🧬 Topic Summary
The Hardy-Weinberg Equilibrium describes the conditions under which allele and genotype frequencies in a population remain constant from generation to generation. These conditions are: no mutation, random mating, no gene flow, large population size, and no selection. When these conditions are met, the population is said to be in equilibrium. The two primary equations are $p + q = 1$ (allele frequency) and $p^2 + 2pq + q^2 = 1$ (genotype frequency), where $p$ is the frequency of the dominant allele, $q$ is the frequency of the recessive allele, $p^2$ is the frequency of homozygous dominant individuals, $2pq$ is the frequency of heterozygous individuals, and $q^2$ is the frequency of homozygous recessive individuals.

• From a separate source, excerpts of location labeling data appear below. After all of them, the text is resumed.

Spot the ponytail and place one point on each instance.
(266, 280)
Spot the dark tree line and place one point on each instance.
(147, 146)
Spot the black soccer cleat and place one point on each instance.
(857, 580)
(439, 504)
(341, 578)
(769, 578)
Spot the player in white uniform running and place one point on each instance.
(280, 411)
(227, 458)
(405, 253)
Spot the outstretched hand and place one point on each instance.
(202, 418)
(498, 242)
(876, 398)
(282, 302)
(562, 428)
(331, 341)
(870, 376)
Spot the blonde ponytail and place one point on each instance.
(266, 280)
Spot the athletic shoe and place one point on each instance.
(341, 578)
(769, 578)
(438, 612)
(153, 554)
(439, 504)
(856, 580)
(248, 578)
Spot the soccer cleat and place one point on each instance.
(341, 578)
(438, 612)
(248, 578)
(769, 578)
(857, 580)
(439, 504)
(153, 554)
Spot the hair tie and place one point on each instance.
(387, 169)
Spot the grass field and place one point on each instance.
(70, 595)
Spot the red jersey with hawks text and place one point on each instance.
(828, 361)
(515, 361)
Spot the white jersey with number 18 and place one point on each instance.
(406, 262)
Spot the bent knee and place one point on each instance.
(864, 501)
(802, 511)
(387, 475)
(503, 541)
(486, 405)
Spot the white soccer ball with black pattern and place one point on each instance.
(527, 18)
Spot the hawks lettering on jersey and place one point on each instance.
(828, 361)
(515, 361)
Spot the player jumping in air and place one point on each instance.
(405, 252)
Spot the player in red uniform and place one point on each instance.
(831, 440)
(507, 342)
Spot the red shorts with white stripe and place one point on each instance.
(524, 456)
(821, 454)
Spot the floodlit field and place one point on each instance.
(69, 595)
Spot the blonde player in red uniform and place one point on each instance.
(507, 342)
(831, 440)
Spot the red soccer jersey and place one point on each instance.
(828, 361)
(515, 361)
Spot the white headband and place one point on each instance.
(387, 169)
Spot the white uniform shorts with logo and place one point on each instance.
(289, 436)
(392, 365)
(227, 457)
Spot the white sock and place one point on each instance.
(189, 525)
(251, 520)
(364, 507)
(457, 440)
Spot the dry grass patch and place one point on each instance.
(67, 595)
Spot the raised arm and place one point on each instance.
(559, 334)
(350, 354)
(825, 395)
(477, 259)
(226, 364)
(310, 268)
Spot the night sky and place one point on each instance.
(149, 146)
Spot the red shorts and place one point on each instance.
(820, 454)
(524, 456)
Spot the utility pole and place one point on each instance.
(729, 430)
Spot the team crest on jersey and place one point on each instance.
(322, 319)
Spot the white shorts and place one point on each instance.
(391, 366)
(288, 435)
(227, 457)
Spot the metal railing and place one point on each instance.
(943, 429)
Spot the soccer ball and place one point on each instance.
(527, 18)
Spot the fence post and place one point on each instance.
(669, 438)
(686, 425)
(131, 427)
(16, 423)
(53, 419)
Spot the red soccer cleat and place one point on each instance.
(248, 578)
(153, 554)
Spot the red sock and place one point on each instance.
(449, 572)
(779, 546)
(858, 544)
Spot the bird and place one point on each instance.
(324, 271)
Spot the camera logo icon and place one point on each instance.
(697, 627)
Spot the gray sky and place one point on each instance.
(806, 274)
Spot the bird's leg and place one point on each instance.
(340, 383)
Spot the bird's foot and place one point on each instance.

Let's test your knowledge with a quick worksheet!
🧮 Part A: Vocabulary
Match each term with its definition:
| Term |
Definition |
| 1. Allele Frequency |
A. The movement of genes from one population to another. |
| 2. Genetic Drift |
B. A change in the allele frequency of a population due to chance events. |
| 3. Gene Flow |
C. The measure of how common an allele is in a population. |
| 4. Hardy-Weinberg Equilibrium |
D. Describes the conditions under which allele and genotype frequencies in a population remain constant. |
| 5. Mutation |
E. A change in the DNA sequence. |
✍️ Part B: Fill in the Blanks
Complete the following paragraph using the words provided: population, equilibrium, alleles, frequency, evolution.
The Hardy-Weinberg principle states that in a large, randomly mating __________, the __________ of __________ will remain constant from one generation to the next if other evolutionary influences are not working. This __________ serves as a null hypothesis for testing whether __________ is occurring in a __________.
🤔 Part C: Critical Thinking
Explain how the Hardy-Weinberg Equilibrium is a null hypothesis. What does it allow scientists to test for in real populations?